The settlements Ms. Whitson supports are in Nagorno-Karabakh, an area that was within the borders of post-Soviet Azerbaijan until 1994, when Armenia occupied the region after a protracted war. Since then, the Armenian leadership in Yerevan has actively encouraged the movement of settlers into the area. Many Armenians regard Karabakh as their historic homeland. But the United Nations, international courts and the U.S. all consider it occupied Azeri territory.
Ms. Whitson, who is from an Armenian family, served as master of ceremonies at a 2018 fundraiser for the Armenian National Committee of America, a pro-settler charity that views Karabakh as an “integral part of the Armenian homeland.” Even as Ms. Whitson led Human Rights Watch’s campaign to boycott Israeli economic activity in the West Bank, she took to Twitter to promote Armenian wines, including from the occupied territories. Asked about the inconsistencies between her positions, Ms. Whitson responded by email: “My personal support for Armenian diaspora organizations pertains to their charitable and educational work in Armenia and their efforts to advocate for recognition of the Armenian Genocide.”
This explanation is at odds with HRW’s approach to Israel, where the group calls for boycotts of entire companies—including unrelated divisions—because some of their work is in settlements. It is also at odds with the record: Ms. Whitson’s fundraising appeals for pro-settlement groups are in no way limited to educational issues. She has celebrated the work of the Armenian General Benevolent Union, which supports new settlement construction to encourage “young families to set down their roots.” She specifically praised the group for helping Syrian Armenians who have “resettled in Armenia”; many or most such refugees have been resettled in the occupied territory.
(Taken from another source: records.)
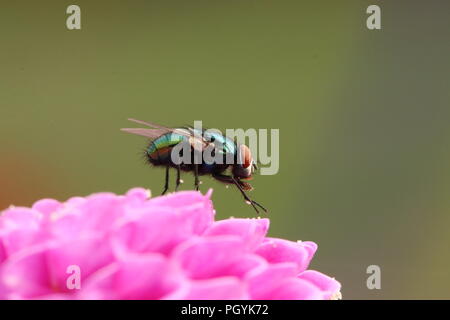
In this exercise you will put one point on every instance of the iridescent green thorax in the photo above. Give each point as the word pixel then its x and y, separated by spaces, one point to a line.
pixel 165 141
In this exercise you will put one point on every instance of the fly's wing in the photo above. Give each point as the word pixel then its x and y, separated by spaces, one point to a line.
pixel 158 130
pixel 149 133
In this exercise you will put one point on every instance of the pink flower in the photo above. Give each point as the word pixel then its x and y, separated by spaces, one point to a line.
pixel 106 246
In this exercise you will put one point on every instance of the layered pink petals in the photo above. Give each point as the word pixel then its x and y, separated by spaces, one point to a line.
pixel 133 247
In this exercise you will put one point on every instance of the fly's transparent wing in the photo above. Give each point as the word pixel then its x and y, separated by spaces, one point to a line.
pixel 149 133
pixel 197 142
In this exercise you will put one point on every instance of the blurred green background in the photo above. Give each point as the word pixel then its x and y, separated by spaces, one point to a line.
pixel 363 117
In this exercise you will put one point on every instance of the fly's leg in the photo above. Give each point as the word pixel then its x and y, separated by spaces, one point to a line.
pixel 166 185
pixel 178 178
pixel 197 182
pixel 233 180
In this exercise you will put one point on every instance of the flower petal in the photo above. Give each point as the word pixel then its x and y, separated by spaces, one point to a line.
pixel 280 250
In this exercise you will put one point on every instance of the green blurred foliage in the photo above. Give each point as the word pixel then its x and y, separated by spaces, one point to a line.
pixel 363 117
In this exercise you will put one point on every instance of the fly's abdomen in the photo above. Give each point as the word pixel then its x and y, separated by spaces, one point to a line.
pixel 159 150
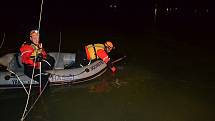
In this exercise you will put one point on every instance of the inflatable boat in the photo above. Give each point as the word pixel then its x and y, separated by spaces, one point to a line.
pixel 12 71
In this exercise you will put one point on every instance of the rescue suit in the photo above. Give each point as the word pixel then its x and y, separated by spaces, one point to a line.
pixel 31 56
pixel 91 53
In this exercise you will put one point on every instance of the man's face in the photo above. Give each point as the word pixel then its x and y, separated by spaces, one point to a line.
pixel 35 38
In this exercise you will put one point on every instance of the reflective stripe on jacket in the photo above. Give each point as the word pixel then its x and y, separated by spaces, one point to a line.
pixel 96 51
pixel 29 52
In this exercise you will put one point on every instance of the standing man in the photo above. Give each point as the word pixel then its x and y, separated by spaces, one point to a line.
pixel 94 52
pixel 32 55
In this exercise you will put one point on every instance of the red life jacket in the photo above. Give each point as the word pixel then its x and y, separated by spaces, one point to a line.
pixel 29 52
Ms. Whitson is fully within her rights to support Armenian settlements. Nothing in international law requires boycotts or sanctions against such communities. But if HRW were serious about its opposition to “settlers” and “occupation,” it wouldn’t have a supporter of them heading its Middle East division.
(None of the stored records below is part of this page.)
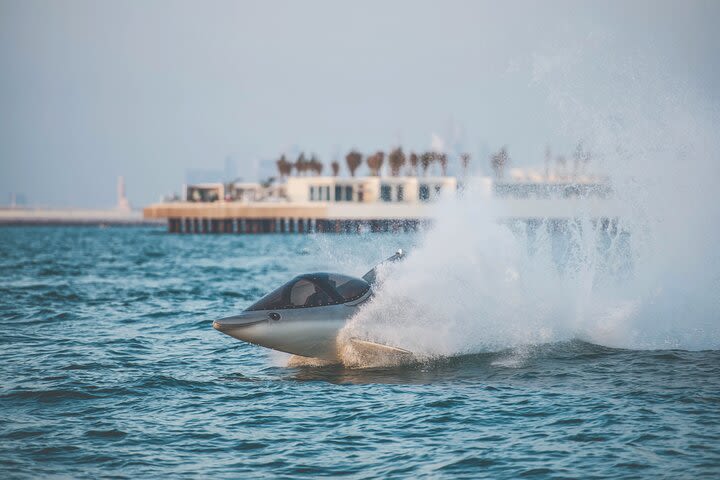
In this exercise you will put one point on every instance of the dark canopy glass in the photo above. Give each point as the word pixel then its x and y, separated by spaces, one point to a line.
pixel 313 290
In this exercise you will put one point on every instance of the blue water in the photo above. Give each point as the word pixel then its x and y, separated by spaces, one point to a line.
pixel 109 367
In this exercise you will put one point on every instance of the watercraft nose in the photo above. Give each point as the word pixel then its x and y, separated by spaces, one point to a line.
pixel 237 321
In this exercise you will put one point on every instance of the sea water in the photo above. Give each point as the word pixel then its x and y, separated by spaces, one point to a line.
pixel 110 367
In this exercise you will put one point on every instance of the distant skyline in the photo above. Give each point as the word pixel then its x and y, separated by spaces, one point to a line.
pixel 150 90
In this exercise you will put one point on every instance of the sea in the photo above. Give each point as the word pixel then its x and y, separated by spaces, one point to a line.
pixel 110 368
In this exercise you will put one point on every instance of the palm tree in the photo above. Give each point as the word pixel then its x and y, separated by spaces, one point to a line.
pixel 561 165
pixel 375 162
pixel 548 156
pixel 353 160
pixel 301 164
pixel 442 159
pixel 315 165
pixel 499 161
pixel 396 159
pixel 284 167
pixel 465 162
pixel 414 160
pixel 425 160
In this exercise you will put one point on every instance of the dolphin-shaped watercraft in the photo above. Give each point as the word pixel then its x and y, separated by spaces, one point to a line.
pixel 304 316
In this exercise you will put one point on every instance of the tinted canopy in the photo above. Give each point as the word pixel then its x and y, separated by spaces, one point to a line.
pixel 313 290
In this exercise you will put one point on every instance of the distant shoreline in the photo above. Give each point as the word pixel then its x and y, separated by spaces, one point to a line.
pixel 73 217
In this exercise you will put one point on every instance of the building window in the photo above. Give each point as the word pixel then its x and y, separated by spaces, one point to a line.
pixel 424 192
pixel 385 193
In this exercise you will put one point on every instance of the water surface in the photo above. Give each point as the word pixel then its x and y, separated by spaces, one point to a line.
pixel 110 367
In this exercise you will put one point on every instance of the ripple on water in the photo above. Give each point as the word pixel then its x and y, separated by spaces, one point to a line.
pixel 110 367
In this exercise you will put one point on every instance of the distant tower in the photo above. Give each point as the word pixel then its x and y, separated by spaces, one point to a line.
pixel 123 205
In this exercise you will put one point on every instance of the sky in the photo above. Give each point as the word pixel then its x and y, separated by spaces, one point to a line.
pixel 91 90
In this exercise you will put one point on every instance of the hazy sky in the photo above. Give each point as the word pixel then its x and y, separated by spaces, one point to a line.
pixel 90 90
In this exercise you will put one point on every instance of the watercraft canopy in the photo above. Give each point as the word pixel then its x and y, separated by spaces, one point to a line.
pixel 313 290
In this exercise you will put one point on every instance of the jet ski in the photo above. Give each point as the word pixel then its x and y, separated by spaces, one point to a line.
pixel 304 316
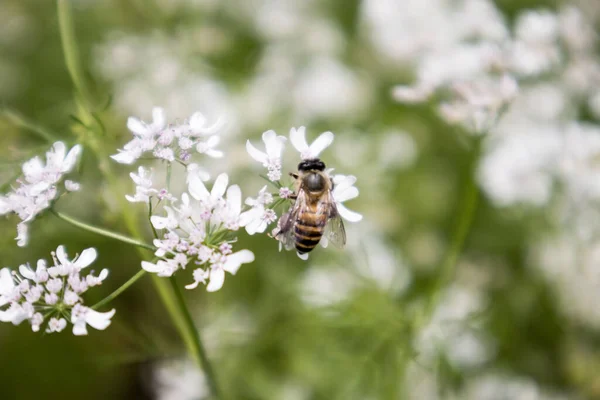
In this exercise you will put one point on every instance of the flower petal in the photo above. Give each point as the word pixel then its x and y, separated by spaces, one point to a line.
pixel 124 157
pixel 219 186
pixel 234 199
pixel 87 257
pixel 137 127
pixel 320 144
pixel 196 187
pixel 99 320
pixel 71 158
pixel 159 119
pixel 79 328
pixel 235 260
pixel 348 214
pixel 346 194
pixel 61 255
pixel 255 153
pixel 217 277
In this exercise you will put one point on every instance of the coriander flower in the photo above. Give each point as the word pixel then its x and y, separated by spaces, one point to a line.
pixel 169 142
pixel 143 189
pixel 200 229
pixel 52 294
pixel 38 187
pixel 298 139
pixel 271 158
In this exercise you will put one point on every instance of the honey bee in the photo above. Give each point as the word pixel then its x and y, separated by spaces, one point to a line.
pixel 314 214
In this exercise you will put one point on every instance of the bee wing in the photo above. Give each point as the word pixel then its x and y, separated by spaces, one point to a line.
pixel 286 223
pixel 334 230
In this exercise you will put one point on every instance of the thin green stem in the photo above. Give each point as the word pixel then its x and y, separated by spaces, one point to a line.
pixel 194 337
pixel 22 122
pixel 466 215
pixel 177 311
pixel 119 290
pixel 71 51
pixel 100 231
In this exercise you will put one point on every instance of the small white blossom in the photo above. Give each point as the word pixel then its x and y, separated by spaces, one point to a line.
pixel 169 142
pixel 72 186
pixel 200 230
pixel 38 187
pixel 271 157
pixel 31 295
pixel 258 217
pixel 143 188
pixel 298 140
Ms. Whitson isn’t alone in opposing occupation and settlements only in Israel. Nancy Kricorian, leader of a Code Pink boycott campaign against Israel, also turns out to be an Armenian settler activist. Michigan Rep. Rashida Tlaib urges a boycott of Israel while co-sponsoring a bill to normalize relations with Armenian settlements.
The European Council on Foreign Relations has led efforts to restrict connections between Europe and Israeli activities in the West Bank. The think tank claims this is the clear and impersonal command of international law. Yet it has recently emerged that some of its largest corporate donors have significant and direct business interests in Moroccan-occupied Western Sahara and Turkish-occupied Northern Cyprus. The council doesn’t seem bothered by connections to those occupied territories.
Similarly, the revelations about Ms. Whitson will almost certainly not compromise her position at HRW or in the “antisettlement” movement. This shows that there is more than a double standard at play. The acceptance of settlement activity by supporters of sanctions on Israel suggest they know that the international law they claim to enforce against the Jewish state is not international law at all.